Cortisol : démêler le vrai du faux sur l’hormone du stress selon une experte

Dans un monde où le stress est omniprésent, le cortisol, souvent désigné comme l’hormone du stress, est fréquemment pointé du doigt. La neuroendocrinologue Marie-Pierre Moisan, directrice de recherche à l’Institut national de recherche pour l’agriculture, l’alimentation et l’environnement (Inrae), s’emploie à clarifier les idées reçues sur cette hormone essentielle.

EN BREF

  • Le cortisol est vital pour la santé et ne doit pas être supprimé.
  • Le stress est souvent la véritable cause des dérèglements liés au cortisol.
  • Les idées reçues sur le cortisol peuvent mener à des malentendus sur la prise de poids et la fatigue.

La perception du cortisol sur les réseaux sociaux est souvent négative, le liant à divers maux tels que la prise de poids, la fatigue et un vieillissement accéléré.

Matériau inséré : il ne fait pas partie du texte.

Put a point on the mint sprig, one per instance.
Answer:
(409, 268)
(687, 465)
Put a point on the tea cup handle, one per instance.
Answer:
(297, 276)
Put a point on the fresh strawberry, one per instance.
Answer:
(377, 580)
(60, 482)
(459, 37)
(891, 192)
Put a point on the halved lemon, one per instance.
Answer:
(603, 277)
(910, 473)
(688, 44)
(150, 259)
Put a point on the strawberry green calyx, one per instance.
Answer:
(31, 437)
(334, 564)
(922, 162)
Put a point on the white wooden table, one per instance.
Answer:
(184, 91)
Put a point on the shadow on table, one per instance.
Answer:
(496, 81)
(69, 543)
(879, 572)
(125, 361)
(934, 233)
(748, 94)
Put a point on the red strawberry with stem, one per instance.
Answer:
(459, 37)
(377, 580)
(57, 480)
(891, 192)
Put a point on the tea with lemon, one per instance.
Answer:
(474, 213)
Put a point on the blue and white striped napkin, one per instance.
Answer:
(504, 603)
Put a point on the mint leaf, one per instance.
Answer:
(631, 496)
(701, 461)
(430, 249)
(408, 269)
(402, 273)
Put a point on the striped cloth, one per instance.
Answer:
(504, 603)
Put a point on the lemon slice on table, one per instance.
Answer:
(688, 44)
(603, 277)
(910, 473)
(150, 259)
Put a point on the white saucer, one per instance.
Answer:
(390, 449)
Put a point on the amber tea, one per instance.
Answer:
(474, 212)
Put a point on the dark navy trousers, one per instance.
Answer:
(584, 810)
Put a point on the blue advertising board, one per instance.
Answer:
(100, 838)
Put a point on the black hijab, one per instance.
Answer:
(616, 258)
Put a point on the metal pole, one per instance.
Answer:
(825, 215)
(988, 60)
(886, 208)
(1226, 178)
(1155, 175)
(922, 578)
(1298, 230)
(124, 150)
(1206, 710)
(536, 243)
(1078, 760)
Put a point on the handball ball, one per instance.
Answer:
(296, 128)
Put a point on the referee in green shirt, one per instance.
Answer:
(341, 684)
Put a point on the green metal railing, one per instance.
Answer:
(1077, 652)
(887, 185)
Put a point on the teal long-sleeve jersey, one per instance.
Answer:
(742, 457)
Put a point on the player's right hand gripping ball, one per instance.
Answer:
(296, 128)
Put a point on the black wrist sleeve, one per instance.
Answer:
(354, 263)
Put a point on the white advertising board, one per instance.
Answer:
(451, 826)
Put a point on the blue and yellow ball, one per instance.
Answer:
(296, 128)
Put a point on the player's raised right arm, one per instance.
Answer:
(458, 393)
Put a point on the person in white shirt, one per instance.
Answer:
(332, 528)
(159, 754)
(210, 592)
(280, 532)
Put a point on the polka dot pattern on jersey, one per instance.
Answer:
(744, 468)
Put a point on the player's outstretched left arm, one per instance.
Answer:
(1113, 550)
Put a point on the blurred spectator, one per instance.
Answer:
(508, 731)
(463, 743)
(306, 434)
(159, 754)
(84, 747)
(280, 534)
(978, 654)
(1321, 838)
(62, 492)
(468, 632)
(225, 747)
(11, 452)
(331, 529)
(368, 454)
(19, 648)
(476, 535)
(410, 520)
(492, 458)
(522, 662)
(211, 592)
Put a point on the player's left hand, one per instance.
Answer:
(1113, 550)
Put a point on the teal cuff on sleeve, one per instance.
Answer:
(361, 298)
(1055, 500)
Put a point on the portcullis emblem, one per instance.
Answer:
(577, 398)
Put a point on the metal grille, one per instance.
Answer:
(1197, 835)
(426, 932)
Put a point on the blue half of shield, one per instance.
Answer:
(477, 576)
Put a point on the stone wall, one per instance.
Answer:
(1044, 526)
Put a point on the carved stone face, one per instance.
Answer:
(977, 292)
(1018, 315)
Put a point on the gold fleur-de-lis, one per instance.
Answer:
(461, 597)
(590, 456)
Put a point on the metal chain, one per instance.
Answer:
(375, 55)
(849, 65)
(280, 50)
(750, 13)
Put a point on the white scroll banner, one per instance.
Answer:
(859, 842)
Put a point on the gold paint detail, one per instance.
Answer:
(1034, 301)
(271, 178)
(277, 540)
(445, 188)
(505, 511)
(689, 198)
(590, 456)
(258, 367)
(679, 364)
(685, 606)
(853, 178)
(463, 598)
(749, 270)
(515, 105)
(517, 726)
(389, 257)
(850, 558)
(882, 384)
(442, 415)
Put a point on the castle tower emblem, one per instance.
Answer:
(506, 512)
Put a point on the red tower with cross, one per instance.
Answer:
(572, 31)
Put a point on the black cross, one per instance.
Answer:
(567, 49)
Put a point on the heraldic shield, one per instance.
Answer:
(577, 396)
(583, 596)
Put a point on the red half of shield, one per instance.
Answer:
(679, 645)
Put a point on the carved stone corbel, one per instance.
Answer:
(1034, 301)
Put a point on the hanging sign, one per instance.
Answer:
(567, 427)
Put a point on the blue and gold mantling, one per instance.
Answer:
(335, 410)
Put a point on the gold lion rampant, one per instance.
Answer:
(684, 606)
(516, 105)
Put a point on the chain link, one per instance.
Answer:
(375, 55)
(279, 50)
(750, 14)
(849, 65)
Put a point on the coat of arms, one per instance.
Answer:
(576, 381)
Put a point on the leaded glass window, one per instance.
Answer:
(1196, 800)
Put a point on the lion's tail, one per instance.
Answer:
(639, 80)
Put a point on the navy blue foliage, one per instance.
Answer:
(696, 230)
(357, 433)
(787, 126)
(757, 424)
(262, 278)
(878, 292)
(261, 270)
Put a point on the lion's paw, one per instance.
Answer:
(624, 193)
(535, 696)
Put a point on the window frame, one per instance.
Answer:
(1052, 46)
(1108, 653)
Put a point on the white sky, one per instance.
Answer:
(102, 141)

Cependant, Marie-Pierre Moisan insiste sur le fait que le cortisol joue un rôle crucial dans le bon fonctionnement de l’organisme. « Sans lui, notre cœur souffrirait, nos os s’affaibliraient et notre peau ne se régénérerait pas », souligne-t-elle. L’objectif n’est donc pas de réduire le cortisol, mais d’en maintenir un équilibre.

Le lien entre stress et prise de poids

Marie-Pierre Moisan observe qu’environ 40 % des individus tendent à manger davantage en période de stress. Cette augmentation du cortisol peut provoquer une envie accrue d’aliments riches en graisses et en sucres, entraînant une prise de poids, notamment au niveau de l’abdomen, souvent désigné par le terme « cortisol belly ». Toutefois, il est essentiel de rappeler que le stress est le véritable coupable. Pour les 60 % restants, qui ne ressentent pas cette augmentation de l’appétit, d’autres causes doivent être explorées.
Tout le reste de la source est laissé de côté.